Wilson, 35, was slated to make his second rehab start with Triple-A Salt Lake on Monday. He was on track to return in the coming weeks if all went well with his rehab starts. Wilson has not pitched in the Major Leagues since July 28, and has been on the 60-day disabled list with left shoulder tendinitis.
Angels manager Mike Scioscia said he's not sure if Wilson will require an MRI, though Wilson said the soonest one could occur would be Tuesday.
"I'm doing everything I can to get back," Wilson said. "It's not a linear process."

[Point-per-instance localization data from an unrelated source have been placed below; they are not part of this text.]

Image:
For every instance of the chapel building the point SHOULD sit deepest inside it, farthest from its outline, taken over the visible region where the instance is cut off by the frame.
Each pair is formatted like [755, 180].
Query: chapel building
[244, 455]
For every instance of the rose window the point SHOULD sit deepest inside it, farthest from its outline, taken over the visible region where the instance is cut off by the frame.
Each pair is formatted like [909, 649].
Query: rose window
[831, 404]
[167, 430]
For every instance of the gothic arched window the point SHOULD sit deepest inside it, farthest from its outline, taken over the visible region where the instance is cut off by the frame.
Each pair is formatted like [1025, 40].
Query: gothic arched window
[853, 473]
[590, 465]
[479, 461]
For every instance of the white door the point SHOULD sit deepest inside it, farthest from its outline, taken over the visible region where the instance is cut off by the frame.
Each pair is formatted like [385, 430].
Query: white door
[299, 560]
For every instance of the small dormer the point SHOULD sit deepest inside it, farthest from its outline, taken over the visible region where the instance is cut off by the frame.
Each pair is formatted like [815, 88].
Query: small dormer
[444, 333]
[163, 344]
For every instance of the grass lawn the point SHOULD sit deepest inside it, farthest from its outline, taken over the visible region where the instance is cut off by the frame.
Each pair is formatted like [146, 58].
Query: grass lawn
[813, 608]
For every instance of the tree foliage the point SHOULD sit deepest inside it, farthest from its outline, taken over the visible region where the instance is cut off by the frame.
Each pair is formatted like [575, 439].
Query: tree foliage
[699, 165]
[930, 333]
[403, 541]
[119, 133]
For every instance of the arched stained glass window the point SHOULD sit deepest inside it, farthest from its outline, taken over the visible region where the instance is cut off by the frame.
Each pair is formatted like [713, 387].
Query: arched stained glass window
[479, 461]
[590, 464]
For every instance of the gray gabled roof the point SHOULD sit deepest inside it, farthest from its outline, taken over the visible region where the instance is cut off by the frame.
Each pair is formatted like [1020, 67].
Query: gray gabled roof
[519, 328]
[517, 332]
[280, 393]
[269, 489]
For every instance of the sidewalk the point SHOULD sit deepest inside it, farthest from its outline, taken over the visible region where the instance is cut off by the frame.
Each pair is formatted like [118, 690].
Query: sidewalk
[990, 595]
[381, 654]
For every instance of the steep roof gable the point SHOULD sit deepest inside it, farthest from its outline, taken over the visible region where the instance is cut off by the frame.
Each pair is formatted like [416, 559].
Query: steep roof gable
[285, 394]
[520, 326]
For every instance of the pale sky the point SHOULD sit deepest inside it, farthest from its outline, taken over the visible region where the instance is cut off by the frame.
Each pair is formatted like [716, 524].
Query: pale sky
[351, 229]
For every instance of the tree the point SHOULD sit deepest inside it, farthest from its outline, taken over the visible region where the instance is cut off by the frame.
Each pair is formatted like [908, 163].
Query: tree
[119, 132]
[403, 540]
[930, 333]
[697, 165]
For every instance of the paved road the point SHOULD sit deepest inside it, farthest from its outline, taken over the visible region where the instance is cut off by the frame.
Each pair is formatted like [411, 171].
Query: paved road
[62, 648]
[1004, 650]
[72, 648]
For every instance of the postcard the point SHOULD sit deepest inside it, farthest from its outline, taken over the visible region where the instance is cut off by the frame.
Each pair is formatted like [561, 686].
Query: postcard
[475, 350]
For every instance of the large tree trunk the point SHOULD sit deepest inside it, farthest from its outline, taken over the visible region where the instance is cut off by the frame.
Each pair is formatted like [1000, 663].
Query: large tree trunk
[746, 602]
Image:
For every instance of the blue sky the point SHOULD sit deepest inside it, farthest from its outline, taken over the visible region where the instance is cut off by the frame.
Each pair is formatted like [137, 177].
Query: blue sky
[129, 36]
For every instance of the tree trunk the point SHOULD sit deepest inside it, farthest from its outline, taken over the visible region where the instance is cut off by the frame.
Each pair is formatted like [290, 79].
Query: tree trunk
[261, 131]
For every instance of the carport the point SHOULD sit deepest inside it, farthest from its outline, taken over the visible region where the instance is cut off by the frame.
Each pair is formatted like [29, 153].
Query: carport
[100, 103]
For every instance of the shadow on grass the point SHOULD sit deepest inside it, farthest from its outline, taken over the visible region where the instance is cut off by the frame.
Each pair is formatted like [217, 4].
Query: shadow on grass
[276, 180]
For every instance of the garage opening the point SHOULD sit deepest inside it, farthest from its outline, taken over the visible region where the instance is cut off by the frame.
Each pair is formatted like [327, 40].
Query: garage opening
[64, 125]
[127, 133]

After a week of rest, the organization will determine the next step in Wilson's rehab. He was previously shut down from throwing during Spring Training, but had made solid progress in the last month and appeared on track to come off the 60-day DL in June. Now, the timetable is up in the air as to when, or if, Wilson will pitch in the Majors this season.
"I can pitch, but at what level? A competitive level to help the starting rotation? I don't know," Wilson said. "That's not the point. The point is that I'm going for it. The point isn't what I think is going to happen, it's that I'm trying."
The 35-year-old is in the final season of a five-year deal with the Angels. Wilson said he's doing his best to limit himself to what he can control within his rehab.
"I have not been presented with a scientific process on how this is supposed to work or going to work," he said. "I'm just going out there and taking the advice that I get and trying to push my body as far as it can go."
• Scioscia said closer Huston Street came out well from his one-inning, 20-pitch extended spring training outing on Saturday. Scioscia added that Street, who is recovering from a strained left oblique, could be activated from the 15-day disabled list before Monday's game, though he might need another rehab assignment in the Minors.
Fabian Ardaya is a reporter for MLB.com based in Anaheim.